BREAKING NEWS

Police charge 2 lawmakers from Slovak far-right party with extremism

BRATISLAVA - Slovakia's police said on Saturday they have charged two members of parliament from a far-right People's Party-Our Slovakia with extremism for hate speech against the Roma, the Jews and Islam.
If found guilty, they are facing up to six years in prison, according to the penal code.
Right-wing and anti-immigrant parties have been on the rise across Europe after years of slow economic growth and the arrival of more than a million migrants and refugees from the Middle East and Africa.
In an electoral shock, the far-right People's Party-Our Slovakia entered the Slovak parliament for the first time last year after winning 8 percent of the vote in March's election.

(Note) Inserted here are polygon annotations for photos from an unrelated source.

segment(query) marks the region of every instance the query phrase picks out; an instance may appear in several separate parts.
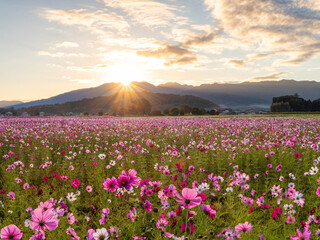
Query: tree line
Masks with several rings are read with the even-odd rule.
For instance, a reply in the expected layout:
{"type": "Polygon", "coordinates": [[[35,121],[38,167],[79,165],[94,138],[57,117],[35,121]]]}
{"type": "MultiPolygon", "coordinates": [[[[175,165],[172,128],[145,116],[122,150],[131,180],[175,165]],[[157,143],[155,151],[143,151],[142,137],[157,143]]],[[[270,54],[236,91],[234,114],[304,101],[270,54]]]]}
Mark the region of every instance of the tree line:
{"type": "Polygon", "coordinates": [[[320,98],[314,101],[305,100],[294,95],[274,97],[270,112],[318,112],[320,111],[320,98]]]}

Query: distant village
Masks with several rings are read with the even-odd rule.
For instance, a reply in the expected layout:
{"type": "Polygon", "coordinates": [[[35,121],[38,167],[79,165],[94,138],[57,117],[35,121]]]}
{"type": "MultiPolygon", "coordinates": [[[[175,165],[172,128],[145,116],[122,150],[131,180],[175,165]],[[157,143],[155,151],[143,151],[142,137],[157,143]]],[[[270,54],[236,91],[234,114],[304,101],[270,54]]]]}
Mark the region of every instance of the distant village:
{"type": "MultiPolygon", "coordinates": [[[[199,113],[181,113],[181,112],[174,112],[174,111],[153,111],[149,115],[151,116],[199,116],[199,115],[255,115],[255,114],[266,114],[268,111],[262,111],[262,110],[254,110],[254,109],[247,109],[247,110],[233,110],[231,108],[224,108],[224,109],[206,109],[206,112],[199,113]]],[[[84,113],[73,113],[73,112],[67,112],[62,115],[56,115],[49,112],[39,112],[38,114],[31,115],[27,112],[22,113],[13,113],[11,111],[8,111],[6,113],[0,113],[0,117],[13,117],[13,116],[19,116],[19,117],[49,117],[49,116],[127,116],[126,114],[121,113],[102,113],[99,112],[97,114],[89,114],[87,112],[84,113]]]]}

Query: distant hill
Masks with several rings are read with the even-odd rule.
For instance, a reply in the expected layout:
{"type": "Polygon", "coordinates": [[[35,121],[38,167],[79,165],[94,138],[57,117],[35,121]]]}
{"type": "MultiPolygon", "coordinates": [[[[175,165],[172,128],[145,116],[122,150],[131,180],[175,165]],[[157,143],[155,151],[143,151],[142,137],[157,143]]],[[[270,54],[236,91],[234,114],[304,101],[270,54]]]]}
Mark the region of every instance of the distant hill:
{"type": "MultiPolygon", "coordinates": [[[[272,98],[276,96],[292,95],[315,100],[320,98],[320,82],[316,81],[262,81],[243,83],[213,83],[200,86],[166,83],[159,86],[147,82],[133,82],[132,88],[136,92],[148,91],[153,93],[193,95],[210,100],[224,107],[235,109],[265,108],[268,109],[272,98]]],[[[105,83],[94,88],[79,89],[57,95],[48,99],[15,105],[15,108],[47,105],[77,101],[83,98],[111,96],[121,91],[120,83],[105,83]]]]}
{"type": "Polygon", "coordinates": [[[133,108],[134,103],[140,99],[146,99],[151,105],[151,111],[161,110],[173,107],[180,107],[187,104],[191,107],[197,108],[218,108],[218,106],[209,100],[190,96],[190,95],[177,95],[177,94],[162,94],[151,93],[147,91],[139,92],[133,91],[120,91],[112,96],[102,96],[95,98],[84,98],[79,101],[71,101],[61,104],[39,105],[26,108],[20,108],[19,112],[27,112],[31,115],[36,115],[40,112],[49,113],[52,115],[62,115],[69,112],[74,114],[90,113],[98,114],[99,112],[113,112],[114,109],[126,108],[130,110],[133,108]]]}
{"type": "Polygon", "coordinates": [[[0,101],[0,108],[10,107],[17,104],[22,104],[21,101],[0,101]]]}

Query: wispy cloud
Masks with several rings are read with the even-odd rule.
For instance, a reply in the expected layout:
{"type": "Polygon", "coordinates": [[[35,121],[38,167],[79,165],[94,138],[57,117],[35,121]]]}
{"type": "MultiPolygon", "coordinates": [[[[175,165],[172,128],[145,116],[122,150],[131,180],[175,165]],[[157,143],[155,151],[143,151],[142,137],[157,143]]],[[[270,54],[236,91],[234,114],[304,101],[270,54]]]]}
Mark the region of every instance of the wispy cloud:
{"type": "Polygon", "coordinates": [[[279,64],[301,64],[320,54],[320,11],[317,0],[204,0],[231,38],[274,55],[279,64]],[[308,4],[306,4],[308,2],[308,4]],[[311,4],[313,2],[313,4],[311,4]],[[309,47],[312,46],[312,47],[309,47]]]}
{"type": "Polygon", "coordinates": [[[52,49],[56,48],[77,48],[79,47],[79,44],[76,42],[61,42],[61,43],[56,43],[52,49]]]}
{"type": "Polygon", "coordinates": [[[155,0],[104,0],[107,7],[123,10],[135,24],[147,27],[165,27],[170,23],[183,25],[187,18],[179,16],[176,12],[180,8],[155,0]]]}
{"type": "Polygon", "coordinates": [[[246,64],[242,59],[230,59],[227,62],[225,62],[225,65],[232,66],[235,68],[246,68],[246,64]]]}
{"type": "Polygon", "coordinates": [[[53,58],[86,57],[87,56],[84,53],[65,53],[65,52],[47,52],[47,51],[39,51],[38,55],[53,57],[53,58]]]}
{"type": "Polygon", "coordinates": [[[165,43],[159,45],[156,49],[137,51],[137,55],[163,59],[167,66],[194,64],[198,60],[197,55],[187,48],[165,43]]]}
{"type": "Polygon", "coordinates": [[[281,77],[285,74],[287,74],[287,72],[276,72],[276,73],[272,73],[272,74],[265,75],[265,76],[253,77],[253,78],[248,79],[247,81],[249,81],[249,82],[259,82],[259,81],[265,81],[265,80],[275,81],[275,80],[280,80],[281,77]]]}
{"type": "Polygon", "coordinates": [[[79,26],[94,33],[103,33],[107,30],[123,32],[129,24],[122,16],[102,10],[90,12],[86,9],[44,9],[40,14],[50,22],[58,22],[67,26],[79,26]]]}

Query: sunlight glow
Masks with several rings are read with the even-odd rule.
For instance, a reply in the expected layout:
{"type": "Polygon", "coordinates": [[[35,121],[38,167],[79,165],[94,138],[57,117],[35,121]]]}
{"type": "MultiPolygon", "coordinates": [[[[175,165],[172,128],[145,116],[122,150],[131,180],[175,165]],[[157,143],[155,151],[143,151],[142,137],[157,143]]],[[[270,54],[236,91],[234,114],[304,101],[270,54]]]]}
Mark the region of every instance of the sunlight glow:
{"type": "Polygon", "coordinates": [[[119,82],[125,86],[130,85],[131,82],[146,81],[146,72],[135,64],[115,64],[110,66],[106,71],[106,80],[108,82],[119,82]]]}

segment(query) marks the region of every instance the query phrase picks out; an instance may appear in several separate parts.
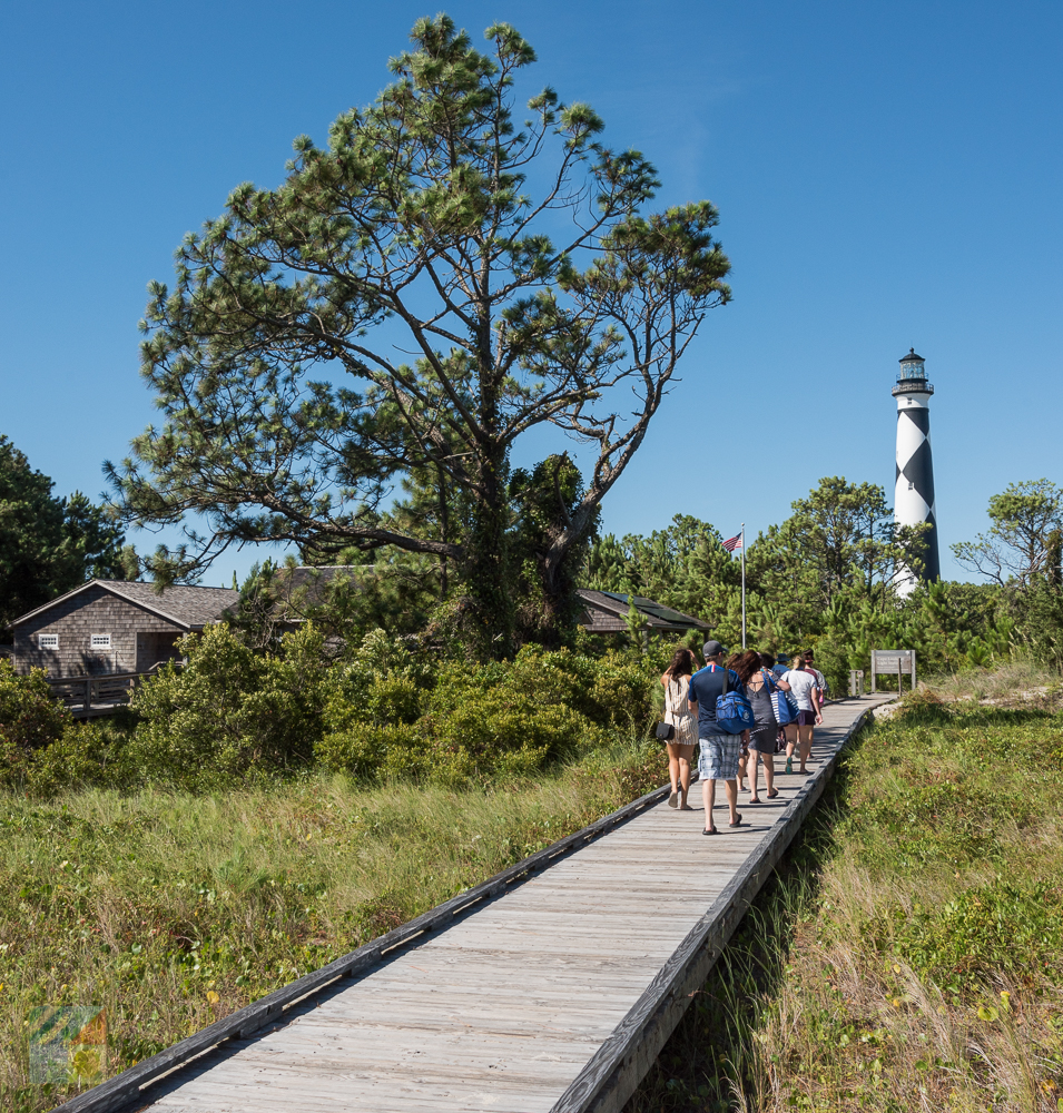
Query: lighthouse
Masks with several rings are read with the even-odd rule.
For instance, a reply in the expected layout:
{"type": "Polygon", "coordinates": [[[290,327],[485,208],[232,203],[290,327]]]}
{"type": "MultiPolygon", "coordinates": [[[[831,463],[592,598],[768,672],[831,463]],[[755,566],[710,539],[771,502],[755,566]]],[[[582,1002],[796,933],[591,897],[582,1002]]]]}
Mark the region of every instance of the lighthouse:
{"type": "MultiPolygon", "coordinates": [[[[937,555],[937,506],[934,503],[934,460],[931,455],[931,395],[934,387],[926,381],[924,363],[915,348],[900,357],[900,371],[893,396],[897,400],[897,487],[894,493],[894,521],[897,525],[929,522],[923,534],[923,572],[928,582],[941,578],[937,555]]],[[[897,590],[909,594],[916,578],[906,568],[895,575],[897,590]]]]}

Even though Slovakia has seen little immigration analysts have explained the success of anti-system parties by rising public anger over graft scandals linked to traditional parties.
The party openly admires Jozef Tiso, leader of the 1939-1945 Nazi puppet state who allowed tens of thousands of Slovak Jews to be deported to Nazi death camps and was tried for treason after the war. It is also hostile to Slovakia's Roma minority.

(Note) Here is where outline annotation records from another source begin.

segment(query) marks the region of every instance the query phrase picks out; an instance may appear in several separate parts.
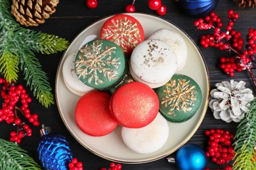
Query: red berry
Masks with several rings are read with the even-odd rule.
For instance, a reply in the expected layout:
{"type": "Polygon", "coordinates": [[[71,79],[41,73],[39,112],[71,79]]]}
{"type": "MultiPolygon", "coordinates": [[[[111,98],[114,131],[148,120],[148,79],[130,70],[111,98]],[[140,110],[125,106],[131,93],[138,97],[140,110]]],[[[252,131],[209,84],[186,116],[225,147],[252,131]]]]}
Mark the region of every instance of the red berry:
{"type": "Polygon", "coordinates": [[[87,0],[86,1],[86,5],[90,8],[95,8],[98,6],[97,0],[87,0]]]}
{"type": "Polygon", "coordinates": [[[159,16],[163,16],[166,14],[167,9],[166,7],[163,5],[161,5],[160,8],[158,8],[156,10],[156,14],[159,16]]]}
{"type": "Polygon", "coordinates": [[[161,0],[148,0],[148,7],[150,9],[157,10],[160,8],[161,5],[161,0]]]}
{"type": "Polygon", "coordinates": [[[125,7],[125,11],[127,12],[135,12],[135,7],[133,5],[128,5],[125,7]]]}

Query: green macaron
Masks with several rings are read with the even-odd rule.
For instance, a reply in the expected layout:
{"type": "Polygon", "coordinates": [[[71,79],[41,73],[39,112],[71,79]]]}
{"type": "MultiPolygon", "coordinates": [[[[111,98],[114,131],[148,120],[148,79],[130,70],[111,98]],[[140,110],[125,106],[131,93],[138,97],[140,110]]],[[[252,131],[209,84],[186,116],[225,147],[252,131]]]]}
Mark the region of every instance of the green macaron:
{"type": "Polygon", "coordinates": [[[202,95],[192,78],[175,74],[163,86],[156,89],[160,111],[169,121],[183,122],[190,119],[200,107],[202,95]]]}
{"type": "Polygon", "coordinates": [[[127,61],[121,49],[106,40],[93,40],[83,45],[75,60],[78,78],[86,85],[107,90],[125,75],[127,61]]]}

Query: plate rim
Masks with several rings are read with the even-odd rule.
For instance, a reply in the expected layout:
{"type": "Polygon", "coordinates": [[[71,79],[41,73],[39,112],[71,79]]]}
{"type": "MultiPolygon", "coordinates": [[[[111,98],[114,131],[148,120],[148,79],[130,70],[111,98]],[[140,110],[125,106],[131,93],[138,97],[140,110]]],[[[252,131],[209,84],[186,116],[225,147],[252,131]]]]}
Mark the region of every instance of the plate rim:
{"type": "Polygon", "coordinates": [[[87,26],[86,26],[85,28],[83,29],[83,30],[81,30],[81,31],[79,31],[77,35],[76,36],[70,41],[70,44],[68,46],[68,48],[63,52],[63,54],[60,60],[60,61],[59,61],[59,63],[58,65],[58,69],[57,69],[57,71],[56,71],[56,77],[55,77],[55,87],[54,87],[54,93],[55,93],[55,99],[56,99],[56,104],[57,105],[57,108],[58,108],[58,113],[62,120],[62,122],[64,124],[66,128],[68,129],[68,131],[70,133],[70,134],[73,136],[73,137],[81,145],[83,146],[85,148],[86,148],[87,150],[89,150],[89,152],[91,152],[91,153],[100,157],[100,158],[102,158],[105,160],[109,160],[109,161],[112,161],[112,162],[118,162],[118,163],[129,163],[129,164],[137,164],[137,163],[148,163],[148,162],[154,162],[154,161],[156,161],[156,160],[160,160],[164,157],[166,157],[169,155],[170,155],[171,154],[173,153],[174,152],[175,152],[176,150],[177,150],[179,148],[180,148],[181,146],[182,146],[184,144],[186,144],[192,137],[192,136],[195,134],[195,133],[198,131],[200,126],[202,124],[202,122],[203,122],[203,120],[205,116],[205,114],[206,114],[206,112],[207,112],[207,106],[208,106],[208,104],[209,104],[209,92],[210,92],[210,78],[209,78],[209,71],[208,71],[208,68],[207,68],[207,66],[206,65],[206,62],[205,62],[205,60],[203,58],[203,54],[202,53],[201,50],[200,50],[200,48],[198,48],[198,45],[196,44],[196,43],[194,42],[194,41],[190,37],[190,35],[188,35],[188,33],[186,33],[182,29],[181,29],[180,27],[179,27],[177,25],[176,25],[175,24],[173,23],[172,22],[168,20],[167,19],[165,19],[163,17],[161,17],[161,16],[156,16],[156,15],[154,15],[154,14],[145,14],[145,13],[141,13],[141,12],[133,12],[133,13],[127,13],[127,12],[121,12],[121,13],[116,13],[116,14],[111,14],[111,15],[108,15],[108,16],[106,16],[104,17],[102,17],[100,18],[100,19],[98,19],[96,20],[96,21],[92,22],[91,24],[90,24],[89,25],[88,25],[87,26]],[[91,149],[90,149],[87,146],[86,146],[85,144],[84,144],[83,143],[81,143],[81,141],[80,141],[80,140],[79,140],[76,137],[75,135],[74,134],[74,133],[72,132],[73,131],[69,128],[68,125],[67,124],[67,123],[66,122],[65,120],[64,120],[64,116],[62,115],[63,114],[61,113],[61,111],[60,111],[60,105],[59,105],[59,103],[58,103],[58,99],[57,98],[57,90],[56,90],[56,87],[57,87],[57,80],[58,80],[58,75],[60,73],[60,67],[61,67],[61,65],[62,65],[62,60],[64,59],[64,57],[66,55],[66,53],[67,52],[67,51],[69,50],[71,44],[72,44],[72,42],[74,41],[74,40],[75,40],[85,29],[88,29],[88,27],[89,27],[90,26],[91,26],[93,24],[95,24],[96,23],[100,22],[100,20],[105,20],[108,18],[110,18],[111,16],[113,16],[114,15],[116,15],[116,14],[128,14],[128,15],[131,15],[133,16],[133,14],[139,14],[139,15],[141,15],[141,16],[150,16],[150,17],[152,17],[152,18],[155,18],[156,19],[160,19],[160,20],[162,20],[165,22],[167,22],[172,25],[173,25],[175,27],[176,27],[177,28],[178,28],[182,33],[184,33],[186,37],[187,38],[189,39],[189,40],[191,41],[191,42],[194,44],[194,46],[196,48],[196,50],[198,51],[198,52],[199,52],[199,54],[200,54],[200,58],[202,60],[202,61],[204,64],[204,67],[205,67],[205,73],[206,73],[205,75],[207,75],[207,81],[206,81],[206,83],[207,83],[207,85],[206,85],[206,87],[207,87],[207,90],[206,90],[206,101],[205,101],[205,106],[203,107],[203,109],[202,110],[202,116],[200,116],[200,118],[198,120],[197,124],[196,124],[196,126],[194,126],[193,130],[191,131],[191,133],[189,134],[189,135],[183,140],[182,143],[181,143],[179,146],[177,146],[176,147],[175,147],[174,148],[170,150],[169,152],[167,152],[166,153],[163,154],[161,154],[161,155],[160,155],[159,156],[156,156],[153,158],[150,158],[150,159],[146,159],[146,160],[142,160],[142,161],[123,161],[123,160],[117,160],[117,159],[112,159],[111,158],[108,158],[107,156],[104,156],[99,153],[98,153],[97,152],[95,152],[91,149]]]}

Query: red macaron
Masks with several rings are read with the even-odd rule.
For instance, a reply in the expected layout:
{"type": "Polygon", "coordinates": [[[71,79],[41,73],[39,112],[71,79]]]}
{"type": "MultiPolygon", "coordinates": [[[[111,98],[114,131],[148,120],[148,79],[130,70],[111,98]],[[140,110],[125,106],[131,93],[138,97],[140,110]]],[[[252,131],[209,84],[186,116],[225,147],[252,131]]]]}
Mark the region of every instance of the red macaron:
{"type": "Polygon", "coordinates": [[[159,110],[156,92],[139,82],[125,84],[118,88],[110,103],[112,116],[124,127],[140,128],[151,123],[159,110]]]}
{"type": "Polygon", "coordinates": [[[100,33],[101,39],[110,41],[129,56],[135,46],[144,40],[144,32],[140,23],[131,15],[119,14],[108,18],[100,33]]]}
{"type": "Polygon", "coordinates": [[[75,110],[78,127],[91,136],[103,136],[112,131],[117,122],[109,109],[111,95],[102,91],[85,94],[78,101],[75,110]]]}

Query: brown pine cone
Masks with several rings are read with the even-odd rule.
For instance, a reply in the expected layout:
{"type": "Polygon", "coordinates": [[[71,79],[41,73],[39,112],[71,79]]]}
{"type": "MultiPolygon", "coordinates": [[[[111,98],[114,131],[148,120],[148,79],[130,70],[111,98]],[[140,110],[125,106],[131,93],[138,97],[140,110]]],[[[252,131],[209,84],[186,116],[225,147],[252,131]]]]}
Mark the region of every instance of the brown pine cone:
{"type": "Polygon", "coordinates": [[[58,0],[13,0],[11,13],[26,26],[37,26],[56,11],[58,0]]]}
{"type": "Polygon", "coordinates": [[[256,0],[233,0],[239,7],[245,8],[247,6],[254,8],[256,6],[256,0]]]}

Its lawmaker Stanislav Mizik is facing charges for publishing on a social network a list of "people of Jewish origin and admirers of Roma" among people who were given state honors by President Andrej Kiska earlier this year.
The police have also searched his office in the parliament earlier this week.
Mizik received a 1,000 euro fine for breaching parliamentary standards by calling Islam "satanic" in February.
Another of the party's lawmakers, Milan Mazurek, has said on social media that the history of Nazi Germany and the Holocaust had been "distorted."
Slovakia formed a special police unit to fight extremism in February in charge of crimes related to support and the funding of terrorism and extremism, hate crimes and hate speech, both online and offline.
Leftist Prime Minister Robert Fico has been also criticized by human rights groups and socialist colleagues in the European Parliament for refusing to accept the EU quotas on accepting refugees and for saying in a May 2016 interview "there is no space for Islam in Slovakia."